Studies have shown that BAT activity is increased when mice are overfed, thus protecting them from obesity. Furthermore, in humans, an increase in BAT was associated with a lower body weight. Additional studies in mice have shown that short-term exposure to cold increases BAT activity, accelerating plasma clearance of triglycerides, a process dependent on local lipoprotein lipase activity. In pathophysiological settings, cold exposure corrected hyperlipidaemia and improved the effects of insulin resistance. Thus, while an unhealthy diet and sedentary lifestyle are the two chief drivers of the obesity epidemic, lack of exposure to temperature variation could be a subtle contributor. Taken together, these findings imply that BAT activity controls vascular lipoprotein homeostasis by increasing the turnover of triglyceride-rich lipoproteins and uptake into BAT, suggesting therapeutic potential for the management of elevated triglycerides, as well as in obesity. Determining which genes control the development of white and brown adipose tissue represents the first step in this novel therapeutic approach. 

References

Berbée JF, Boon MR, Khedoe PP, Bartelt A, Schlein C, Worthmann A, Kooijman S, Hoeke G, Mol IM, John C, Jung C, Vazirpanah N, Brouwers LP, Gordts PL, Esko JD, Hiemstra PS, Havekes LM, Scheja L, Heeren J, Rensen PC. Brown fat activation reduces hypercholesterolaemia and protects from atherosclerosis development. Nat Commun 2015;6:6356.

Dijk W, Heine M, Vergnes L, Boon MR, Schaart G, Hesselink MK, Reue K, van Marken Lichtenbelt WD, Olivecrona G, Rensen PC, Heeren J, Kersten S. ANGPTL4 mediates shuttling of lipid fuel to brown adipose tissue during sustained cold exposure. Elife 2015 Oct 17;4. [Epub ahead of print]

Hoffmann LS, Etzrodt J, Willkomm L, Sanyal A, Scheja L, Fischer AW, Stasch JP, Bloch W, Friebe A, Heeren J, Pfeifer A. Stimulation of soluble guanylyl cyclase protects against obesity by recruiting brown adipose tissue. Nat Commun 2015;6:7235.​

David J. Mangelsdorf, USA: Nuclear receptors in lipid metabolism

 David J. Mangelsdorf.jpgDavid J. Mangelsdorf holds the Alfred G. Gilman Distinguished Chair in Pharmacology; and the Raymond and Ellen Willie Distinguished Chair in Molecular Neuropharmacology in Honor of Harold B. Crasilneck, at the University of Texas Southwestern, and is an Investigator of the Howard Hughes Medical Institute.

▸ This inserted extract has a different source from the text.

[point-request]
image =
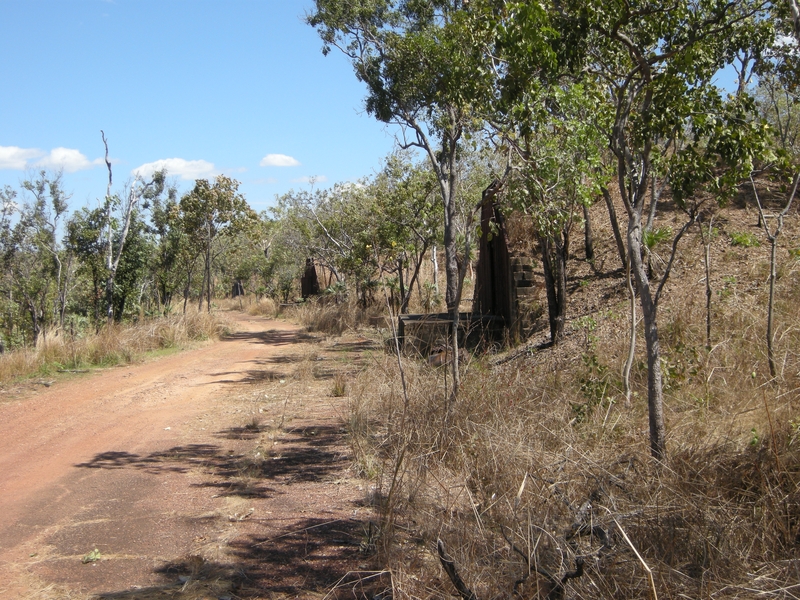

After obtaining his PhD in Biochemistry from the University of Arizona, he completed postdoctoral studies at The Salk Institute for Biological Studies. Professor Mangelsdorf is a member of the US National Academy of Sciences. His research interests focus on the molecular biology and role of orphan nuclear receptors in lipid metabolism, most recently nuclear receptor-initiated endocrine signalling pathways that control feeding and fasting responses and are mediated by the fibroblast growth factors FGF19 and FGF21.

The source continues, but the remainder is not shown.